▼憧れのひと
木ノ葉大通りを南に曲がれば武器町通り。
そのまた東は花札通り。
季節は初夏 太陽は真上。日差しの厳しい通りを ちいさなこどもがたどたどしい足取りで駆けてきた。
案の定、小石で爪先を引っかけて、砂煙を舞い上げて転倒する。ぐすっと鼻水をすすった男の子を見、どこからともなくひとりの忍が現れた。
白衣の裾が地面に触れる。
「泣くな泣くな。大丈夫」
「だって……痛いよ〜っ」
「よーし。それならお姉ちゃんがとっておきのおまじない教えよう」
擦りむいた膝に片方をかざし、月浦シズクは強気に笑った。
「いたいのいたいの、とんでけっ!」
*
「もーっ…シズク師匠、どこにいるのお〜っ?」
その先の横丁でも同じように走る姿がある。
新品同様の額あて、パタパタと駆ける有り様に、忍び足も満足に習得していないことは一目瞭然。
なりたて新米下忍 風祭モエギ。現在人探しの真っ最中である。
病院に関所に待機所。行き付けの甘味処。彼女の居そうなところはくまなく探した。でも見つからない。

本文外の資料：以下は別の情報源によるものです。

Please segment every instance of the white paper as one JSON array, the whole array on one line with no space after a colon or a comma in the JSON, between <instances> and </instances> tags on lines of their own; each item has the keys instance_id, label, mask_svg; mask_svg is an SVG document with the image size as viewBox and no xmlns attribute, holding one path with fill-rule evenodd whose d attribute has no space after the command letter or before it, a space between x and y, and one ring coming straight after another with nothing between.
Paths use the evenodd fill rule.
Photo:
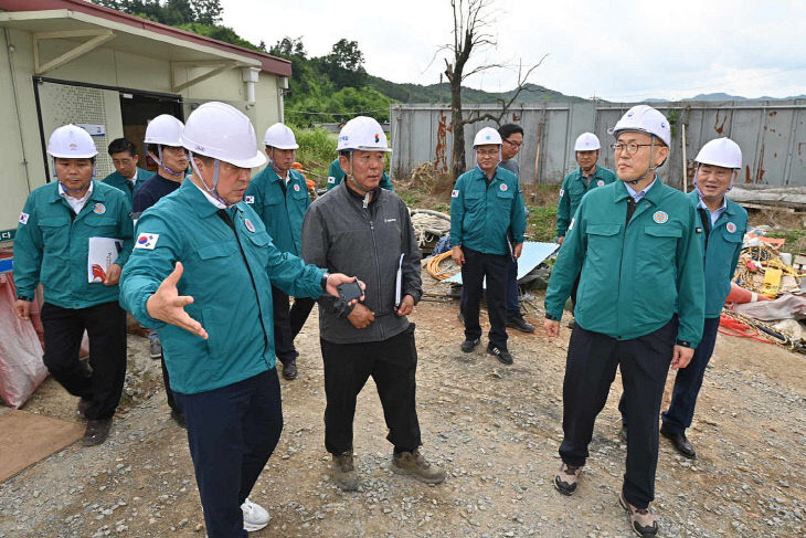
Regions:
<instances>
[{"instance_id":1,"label":"white paper","mask_svg":"<svg viewBox=\"0 0 806 538\"><path fill-rule=\"evenodd\" d=\"M403 300L403 256L400 255L400 263L397 264L397 278L394 283L394 306L400 306Z\"/></svg>"},{"instance_id":2,"label":"white paper","mask_svg":"<svg viewBox=\"0 0 806 538\"><path fill-rule=\"evenodd\" d=\"M87 282L104 282L106 272L124 249L124 242L112 238L89 238L87 256Z\"/></svg>"}]
</instances>

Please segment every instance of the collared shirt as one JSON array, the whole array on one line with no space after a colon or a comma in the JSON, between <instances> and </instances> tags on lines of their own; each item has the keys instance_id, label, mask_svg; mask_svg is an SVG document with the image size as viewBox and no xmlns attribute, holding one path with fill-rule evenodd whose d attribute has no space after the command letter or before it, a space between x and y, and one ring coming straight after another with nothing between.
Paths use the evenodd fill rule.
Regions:
<instances>
[{"instance_id":1,"label":"collared shirt","mask_svg":"<svg viewBox=\"0 0 806 538\"><path fill-rule=\"evenodd\" d=\"M73 212L75 214L81 213L81 210L84 209L84 204L87 203L87 200L89 200L89 196L93 193L93 182L89 181L89 188L81 198L73 198L64 190L64 186L62 182L59 182L59 196L67 200L67 203L70 203L70 207L73 208Z\"/></svg>"},{"instance_id":2,"label":"collared shirt","mask_svg":"<svg viewBox=\"0 0 806 538\"><path fill-rule=\"evenodd\" d=\"M722 213L724 213L724 210L728 209L728 199L725 197L722 197L722 205L720 208L717 208L715 211L711 211L710 209L708 209L708 205L706 205L702 197L700 197L700 203L698 203L697 207L708 211L708 213L711 215L711 225L714 225L719 218L722 217Z\"/></svg>"},{"instance_id":3,"label":"collared shirt","mask_svg":"<svg viewBox=\"0 0 806 538\"><path fill-rule=\"evenodd\" d=\"M649 183L646 187L646 189L644 189L639 192L636 192L635 189L633 189L629 186L629 183L627 183L626 181L624 182L624 187L627 188L627 192L629 193L630 197L633 197L633 200L635 200L635 203L638 203L638 202L640 202L641 198L644 198L646 196L646 193L649 192L649 189L653 188L653 186L655 184L655 181L657 181L657 180L658 180L658 177L656 176L655 179L653 179L653 182Z\"/></svg>"}]
</instances>

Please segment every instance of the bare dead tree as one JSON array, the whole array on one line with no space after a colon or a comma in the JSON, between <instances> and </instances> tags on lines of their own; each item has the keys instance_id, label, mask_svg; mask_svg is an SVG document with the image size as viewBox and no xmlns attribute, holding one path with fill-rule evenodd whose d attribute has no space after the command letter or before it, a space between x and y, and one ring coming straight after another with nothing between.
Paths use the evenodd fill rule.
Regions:
<instances>
[{"instance_id":1,"label":"bare dead tree","mask_svg":"<svg viewBox=\"0 0 806 538\"><path fill-rule=\"evenodd\" d=\"M518 98L520 93L528 91L527 80L529 75L543 62L532 65L526 72L522 66L518 68L518 87L508 101L498 99L501 105L501 113L497 116L491 114L476 114L465 118L462 107L462 83L469 76L478 74L482 71L491 68L505 67L500 63L485 63L477 66L468 66L471 55L478 55L490 48L496 46L496 40L490 28L494 24L491 19L492 0L450 0L450 7L454 13L453 43L444 45L437 50L447 51L452 56L445 59L445 75L450 83L450 123L453 129L454 144L450 151L450 169L454 178L459 177L465 171L465 125L490 119L500 125L502 119L509 112L510 106Z\"/></svg>"}]
</instances>

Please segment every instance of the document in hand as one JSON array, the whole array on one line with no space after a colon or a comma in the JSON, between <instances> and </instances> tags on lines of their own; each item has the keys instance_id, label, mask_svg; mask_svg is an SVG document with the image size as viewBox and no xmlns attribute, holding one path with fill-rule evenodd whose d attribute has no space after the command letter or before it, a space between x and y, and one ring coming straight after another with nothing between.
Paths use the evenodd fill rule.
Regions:
<instances>
[{"instance_id":1,"label":"document in hand","mask_svg":"<svg viewBox=\"0 0 806 538\"><path fill-rule=\"evenodd\" d=\"M89 238L87 277L89 283L104 282L106 272L124 250L124 242L112 238Z\"/></svg>"}]
</instances>

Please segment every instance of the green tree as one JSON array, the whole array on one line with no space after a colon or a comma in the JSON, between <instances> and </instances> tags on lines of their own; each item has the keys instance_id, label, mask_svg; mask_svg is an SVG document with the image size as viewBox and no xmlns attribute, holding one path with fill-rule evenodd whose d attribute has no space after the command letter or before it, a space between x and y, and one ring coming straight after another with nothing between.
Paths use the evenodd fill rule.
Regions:
<instances>
[{"instance_id":1,"label":"green tree","mask_svg":"<svg viewBox=\"0 0 806 538\"><path fill-rule=\"evenodd\" d=\"M161 22L171 27L221 22L221 0L93 0L98 6Z\"/></svg>"},{"instance_id":2,"label":"green tree","mask_svg":"<svg viewBox=\"0 0 806 538\"><path fill-rule=\"evenodd\" d=\"M319 63L337 86L362 87L367 83L364 55L357 41L340 39L330 54L319 59Z\"/></svg>"}]
</instances>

既に里の中心部を一周し終え、額にはうっすらと汗をかいていた。
「あっ!」
モエギは道の向こう側に先輩忍者を見つけると、名前を呼んで大きく手を振った。
「サクラさん!師匠を見ませんでしたか〜?」
「あんたも懲りないわね」
サクラは通りすがりに笑ってみせた。
「木ノ葉病院じゃないの?」
「それがいないんですっ!どこいったんだろ」
彼女は神出鬼没にて有名。煙のようにいなくなったかと思いきや、いつの間にかそこにいる。まるで背中に羽でもついているように。
例えるなら逃げ足は忍。否、例えなくともそうなのだけれど。
「呼んだ?モエギ」
ほらちょうど今みたいに。
「シズク師匠〜っ!」
背後を振り向き、頭上を仰いだモエギの視界に写りこんだのは白衣だった。きらりと日差しに反射した額宛てに、長い髪がなびいている。
「もーっ!どこにいたんですかぁ!」
「ごめん。うろちょろしてるモエギがあんまり可愛いくて」
「わたしが探し回ってるの見てたんですか!?」
「忍とは則ち影なりってね」
「もう。からかってばっかり!」
シズクは全く悪気もないようで、愛くるしい表情で憤慨している弟子を諌めた。
あっけらかんと笑うその人物が医療班のエースでいわくつきの戦歴があるとか、傍目には決してわからない。しかし全ては事実。
(この人は月浦シズク師匠。わたしの憧れのひとです。木ノ葉丸ちゃんの夢がリーダーを越えることなら、わたしの夢は、このひとを越えることです)
すうと息を吸って覚悟を決め、モエギはシズクに向かって頭を下げた。
「アカデミーの卒業試験に合格して下忍になりました!師匠、今日こそわたしに掌仙術を教えてください!」
今日は一息で言えた。
額宛ては決して飾りではないと、モエギももう決心を固めている。同じ班になった木ノ葉丸のように。
「よし。わかった」
「やったあ!早速お願いいたします!」
「でも、明日はサバイバル演習なんでしょ。体力温存した方がいいんじゃない?」
「へっちゃらですっ」
モエギの意気込みに、シズクも満足そうに微笑んだ。おそらくは、同じように師匠に懇願していたかつての自分を思い出して。